|
Mnesia currently notifies the user if it detects a partitioned
network, but the options for resolving the situation are limited.
In practice, the only safe options are:
- set master_nodes and restart one of the affected 'islands'
- restart the entire system from backup
This patch introduces a way to resolve the situation without
restarting any nodes. The key to doing this safely is to
lock affected tables and run the merge function inside the same
transaction that merges the schema.

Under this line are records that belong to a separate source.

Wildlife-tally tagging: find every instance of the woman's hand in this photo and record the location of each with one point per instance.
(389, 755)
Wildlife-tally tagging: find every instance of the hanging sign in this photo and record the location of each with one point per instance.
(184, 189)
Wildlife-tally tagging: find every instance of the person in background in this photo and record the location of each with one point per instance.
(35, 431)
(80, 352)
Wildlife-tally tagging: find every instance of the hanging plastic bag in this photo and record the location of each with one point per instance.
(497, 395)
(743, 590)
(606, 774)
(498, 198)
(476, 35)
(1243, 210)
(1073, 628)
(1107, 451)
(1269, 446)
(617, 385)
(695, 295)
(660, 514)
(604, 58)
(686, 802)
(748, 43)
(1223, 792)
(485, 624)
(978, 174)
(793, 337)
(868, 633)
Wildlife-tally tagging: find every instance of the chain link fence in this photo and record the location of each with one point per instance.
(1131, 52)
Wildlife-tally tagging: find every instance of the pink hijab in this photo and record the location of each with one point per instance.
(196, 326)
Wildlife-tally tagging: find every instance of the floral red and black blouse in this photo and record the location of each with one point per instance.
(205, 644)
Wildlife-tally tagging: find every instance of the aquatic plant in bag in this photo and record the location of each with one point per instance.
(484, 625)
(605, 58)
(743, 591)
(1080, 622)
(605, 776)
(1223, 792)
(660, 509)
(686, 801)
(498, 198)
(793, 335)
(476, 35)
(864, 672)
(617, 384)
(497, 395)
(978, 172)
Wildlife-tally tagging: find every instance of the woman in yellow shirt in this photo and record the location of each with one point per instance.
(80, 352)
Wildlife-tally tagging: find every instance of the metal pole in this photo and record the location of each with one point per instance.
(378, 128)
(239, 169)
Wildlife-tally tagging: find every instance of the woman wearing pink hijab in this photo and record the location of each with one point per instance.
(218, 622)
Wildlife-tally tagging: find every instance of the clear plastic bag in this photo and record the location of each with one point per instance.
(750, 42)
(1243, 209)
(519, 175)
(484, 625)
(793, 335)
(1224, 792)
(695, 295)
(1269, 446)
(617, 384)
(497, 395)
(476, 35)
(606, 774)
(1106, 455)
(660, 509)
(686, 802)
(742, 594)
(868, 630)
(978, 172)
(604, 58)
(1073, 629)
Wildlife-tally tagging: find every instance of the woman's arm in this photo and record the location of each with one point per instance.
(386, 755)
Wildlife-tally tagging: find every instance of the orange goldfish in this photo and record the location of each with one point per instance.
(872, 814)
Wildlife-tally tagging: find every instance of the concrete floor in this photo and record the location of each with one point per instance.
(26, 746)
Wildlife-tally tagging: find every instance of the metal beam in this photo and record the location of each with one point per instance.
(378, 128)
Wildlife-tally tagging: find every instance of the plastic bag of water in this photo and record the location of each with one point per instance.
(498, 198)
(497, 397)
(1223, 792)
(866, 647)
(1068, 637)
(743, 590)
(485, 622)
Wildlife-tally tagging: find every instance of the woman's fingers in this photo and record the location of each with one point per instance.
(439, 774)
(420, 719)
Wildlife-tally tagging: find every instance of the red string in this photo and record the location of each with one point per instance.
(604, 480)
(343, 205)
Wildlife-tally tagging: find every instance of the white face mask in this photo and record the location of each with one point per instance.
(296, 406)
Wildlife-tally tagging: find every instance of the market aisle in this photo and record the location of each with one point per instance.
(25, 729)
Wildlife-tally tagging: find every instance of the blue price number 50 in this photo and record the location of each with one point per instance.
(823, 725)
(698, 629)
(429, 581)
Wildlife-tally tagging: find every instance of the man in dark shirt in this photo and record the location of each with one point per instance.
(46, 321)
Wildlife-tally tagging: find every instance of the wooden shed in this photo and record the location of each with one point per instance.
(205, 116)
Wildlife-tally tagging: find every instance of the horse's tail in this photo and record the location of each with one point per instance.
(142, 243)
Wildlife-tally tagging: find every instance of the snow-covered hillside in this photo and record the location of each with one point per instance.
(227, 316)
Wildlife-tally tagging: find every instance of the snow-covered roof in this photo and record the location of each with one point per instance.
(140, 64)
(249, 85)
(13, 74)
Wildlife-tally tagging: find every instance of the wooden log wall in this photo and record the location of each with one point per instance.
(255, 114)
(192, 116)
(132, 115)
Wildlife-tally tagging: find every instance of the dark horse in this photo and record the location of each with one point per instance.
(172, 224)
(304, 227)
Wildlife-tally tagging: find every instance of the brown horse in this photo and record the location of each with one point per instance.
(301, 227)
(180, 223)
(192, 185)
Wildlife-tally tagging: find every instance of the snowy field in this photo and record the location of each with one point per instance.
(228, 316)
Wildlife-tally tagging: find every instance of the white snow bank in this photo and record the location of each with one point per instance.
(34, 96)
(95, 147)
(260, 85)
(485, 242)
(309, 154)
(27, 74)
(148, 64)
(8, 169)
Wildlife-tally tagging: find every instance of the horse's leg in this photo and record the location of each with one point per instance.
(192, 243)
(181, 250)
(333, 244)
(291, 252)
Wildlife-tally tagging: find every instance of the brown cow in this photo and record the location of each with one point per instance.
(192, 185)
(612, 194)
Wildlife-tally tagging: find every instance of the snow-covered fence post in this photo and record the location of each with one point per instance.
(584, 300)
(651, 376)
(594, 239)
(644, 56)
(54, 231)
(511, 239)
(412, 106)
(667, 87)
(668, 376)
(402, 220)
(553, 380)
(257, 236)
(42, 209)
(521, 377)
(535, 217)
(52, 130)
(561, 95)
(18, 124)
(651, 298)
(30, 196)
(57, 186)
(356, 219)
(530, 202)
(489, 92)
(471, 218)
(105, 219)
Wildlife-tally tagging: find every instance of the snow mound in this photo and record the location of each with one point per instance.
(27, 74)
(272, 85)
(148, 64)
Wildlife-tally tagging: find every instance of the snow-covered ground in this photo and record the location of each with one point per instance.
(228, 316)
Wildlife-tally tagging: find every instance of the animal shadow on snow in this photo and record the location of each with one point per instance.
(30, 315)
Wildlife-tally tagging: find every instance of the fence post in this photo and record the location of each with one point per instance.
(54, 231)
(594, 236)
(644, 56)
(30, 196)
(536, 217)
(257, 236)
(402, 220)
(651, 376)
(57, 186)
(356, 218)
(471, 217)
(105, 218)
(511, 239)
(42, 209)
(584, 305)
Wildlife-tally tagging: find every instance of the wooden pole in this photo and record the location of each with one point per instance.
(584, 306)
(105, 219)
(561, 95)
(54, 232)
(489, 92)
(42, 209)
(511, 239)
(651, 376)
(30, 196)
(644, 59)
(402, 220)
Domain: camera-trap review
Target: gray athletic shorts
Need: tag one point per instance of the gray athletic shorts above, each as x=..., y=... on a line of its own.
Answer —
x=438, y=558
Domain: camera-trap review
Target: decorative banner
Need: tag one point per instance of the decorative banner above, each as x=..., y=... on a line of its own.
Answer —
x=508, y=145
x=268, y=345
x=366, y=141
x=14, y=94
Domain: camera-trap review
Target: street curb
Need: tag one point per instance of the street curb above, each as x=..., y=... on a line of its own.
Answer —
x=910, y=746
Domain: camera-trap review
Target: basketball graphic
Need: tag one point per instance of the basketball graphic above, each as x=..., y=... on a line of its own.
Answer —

Otherwise, one transaction
will merge the schema, after which writes to the database will
be replicated across the (potentially) inconsistent copies;
the transaction triggered by the asynchronous inconsistency event
will have to race to be the first to access the tables.
The normal call to merge the schema is done from mnesia_controller.
Previously, this was mnesia_schema:merge_schema().
The new function is merge_schema(UserFun), with the
following behaviour:
merge_schema(UserFun) ->
schema_transaction(
fun() ->
UserFun(fun(Arg) -> do_merge_schema(Arg) end)
end).
Where do_merge_schema(LockTabs) will execute the schema merge
as before, but also lock all tables in the list LockTabs which
have copies on the affected nodes (that is, everywhere the schema
table is locked).
The effect of this is to allow a wrapper function that calls the
merge and, if successful, continues to resolve the inconsistency
on the tables, knowing that they have now been locked on all
affected nodes.
The function that is actually called by the deconflict function
is mnesia_controller:connect_nodes(Nodes, UserFun), as in:
Tables = tables_to_deconflict(Node),
mnesia_controller:connect_nodes(
[Node], fun(MergeF) ->
case MergeF(Tables) of
{merged,_,_} ->
deconflict(Tables, Node);
Other ->
Other
end).
In the case where the merge fails, it is probably wise to
restart from a backup...
I have not run the mnesia test suite, as it is not available.
I have not updated documentation, as these functions are not
documented in the first place.
|